# 06 - Matrix Plots in Seaborn

## Goal
Learn matrix-style visualizations:
- **Heatmaps** for correlation matrices and confusion matrices
- **Clustermaps** for hierarchical clustering
- **Annotations + masking** (e.g., hide upper triangle for correlations)
- **Centered diverging colormaps** for values like correlations (−1 to 1)
- **Robust color scaling** to reduce sensitivity to outliers

## Quick cheat sheet
| Task | Function | Key params |
|---|---|---|
| Correlation matrix | `sns.heatmap()` | `annot`, `fmt`, `cmap`, `center`, `vmin/vmax`, `mask` |
| Confusion matrix | `sns.heatmap()` | `annot`, `fmt`, `cmap`, `cbar=False`, axis labels |
| Hierarchical clustering | `sns.clustermap()` | `standard_scale`, `z_score`, `method`, `metric`, `cmap` |
| Mask upper triangle | `mask=np.triu(...)` | Combine with `center=0` for correlations |
| Robust color scale | `robust=True` | Uses robust quantiles for color limits |

## When to use what
- Use **heatmap** when row/column order is meaningful or fixed.
- Use **clustermap** when you want to discover **groups** of similar rows/columns.


In [None]:
# Setup
import numpy as np
import pandas as pd
import seaborn as sns
import matplotlib.pyplot as plt

sns.set_theme(style='white', context='notebook')
np.random.seed(42)


## 0) Synthetic dataset (real-world style): e-commerce KPIs
We will generate a dataset that looks like weekly e-commerce performance:
- Acquisition: `ad_spend`, `sessions`
- Funnel: `add_to_cart_rate`, `checkout_rate`, `conversion_rate`
- Business outcomes: `orders`, `aov` (avg order value), `revenue`, `return_rate`

This dataset is synthetic but designed to have plausible relationships:
- More spend → more sessions
- Better funnel rates → higher conversion → more orders → more revenue
- Very high return rate reduces net revenue quality


In [None]:
# Create a synthetic e-commerce KPI dataset (weekly)
n = 120  # weeks

# Marketing + traffic
ad_spend = np.random.lognormal(mean=9.0, sigma=0.35, size=n)  # in currency units
sessions = (ad_spend / 20 + np.random.normal(0, 1200, size=n)).clip(2000, None)

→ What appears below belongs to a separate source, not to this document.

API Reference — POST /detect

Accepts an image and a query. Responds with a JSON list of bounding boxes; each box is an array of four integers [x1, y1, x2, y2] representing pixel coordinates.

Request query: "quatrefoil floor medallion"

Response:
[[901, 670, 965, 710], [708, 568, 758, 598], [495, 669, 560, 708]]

# Funnel rates (bounded 0..1)
add_to_cart_rate = np.clip(0.06 + 0.000002 * sessions + np.random.normal(0, 0.01, n), 0.02, 0.25)
checkout_rate = np.clip(0.35 + 0.25 * add_to_cart_rate + np.random.normal(0, 0.03, n), 0.10, 0.80)
conversion_rate = np.clip(0.008 + 0.045 * add_to_cart_rate + 0.020 * checkout_rate + np.random.normal(0, 0.003, n), 0.002, 0.08)

# Outcomes
orders = (sessions * conversion_rate + np.random.normal(0, 25, n)).clip(10, None)

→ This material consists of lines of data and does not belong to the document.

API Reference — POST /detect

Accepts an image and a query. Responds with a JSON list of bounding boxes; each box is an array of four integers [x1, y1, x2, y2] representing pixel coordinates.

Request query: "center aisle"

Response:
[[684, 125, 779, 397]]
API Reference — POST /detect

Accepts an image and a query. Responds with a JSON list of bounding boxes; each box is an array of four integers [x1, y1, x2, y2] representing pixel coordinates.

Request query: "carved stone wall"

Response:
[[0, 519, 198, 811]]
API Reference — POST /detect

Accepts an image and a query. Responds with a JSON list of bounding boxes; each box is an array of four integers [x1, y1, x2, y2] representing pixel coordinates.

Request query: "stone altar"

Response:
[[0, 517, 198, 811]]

# Average order value influenced by discounting (not modeled explicitly) + some noise
# (add some correlation with checkout_rate as a proxy for checkout UX)
aov = np.clip(900 + 600 * checkout_rate + np.random.normal(0, 120, n), 300, 2500)

revenue = orders * aov

# Return rate: mildly correlated with higher AOV + random seasonality
season = np.sin(np.linspace(0, 6*np.pi, n))
return_rate = np.clip(0.10 + 0.00002 * (aov - 900) + 0.03 * (season > 0) + np.random.normal(0, 0.02, n), 0.02, 0.35)

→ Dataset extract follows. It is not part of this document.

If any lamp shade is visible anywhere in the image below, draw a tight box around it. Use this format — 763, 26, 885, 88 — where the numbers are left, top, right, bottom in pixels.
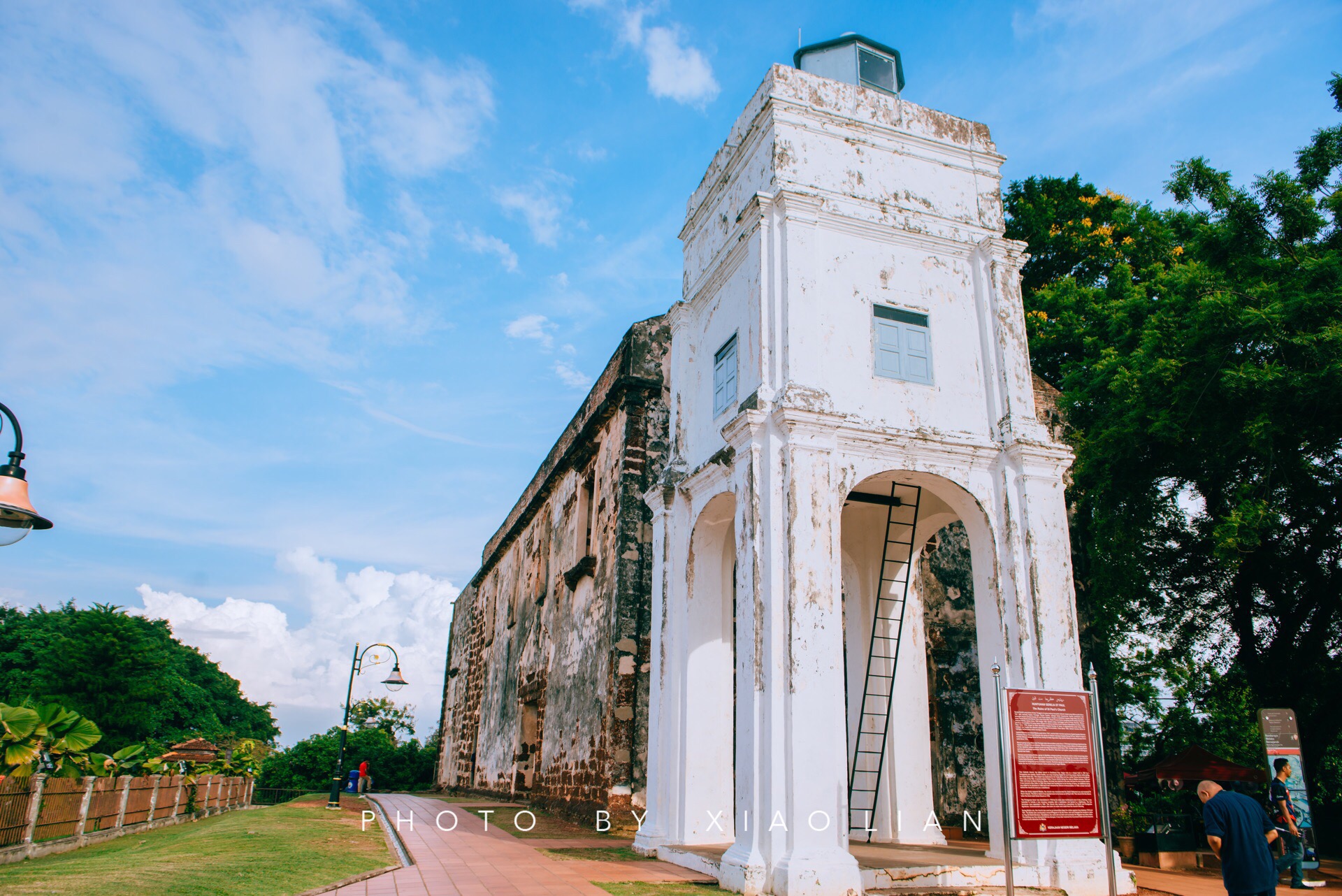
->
0, 475, 51, 544
382, 663, 410, 691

# Add a few extreme outliers to demonstrate robust scaling
outlier_weeks = np.random.choice(np.arange(n), size=4, replace=False)
revenue[outlier_weeks] *= np.random.uniform(2.5, 4.5, size=4)

kpi = pd.DataFrame({
    'ad_spend': ad_spend,
    'sessions': sessions,
    'add_to_cart_rate': add_to_cart_rate,
    'checkout_rate': checkout_rate,
    'conversion_rate': conversion_rate,
    'orders': orders,
    'aov': aov,
    'revenue': revenue,
    'return_rate': return_rate,
})

kpi.head()


In [None]:
# Basic checks
print(kpi.shape)
print(kpi.describe().round(3))


## 1) Heatmaps: correlation matrix
A correlation heatmap summarizes how variables move together.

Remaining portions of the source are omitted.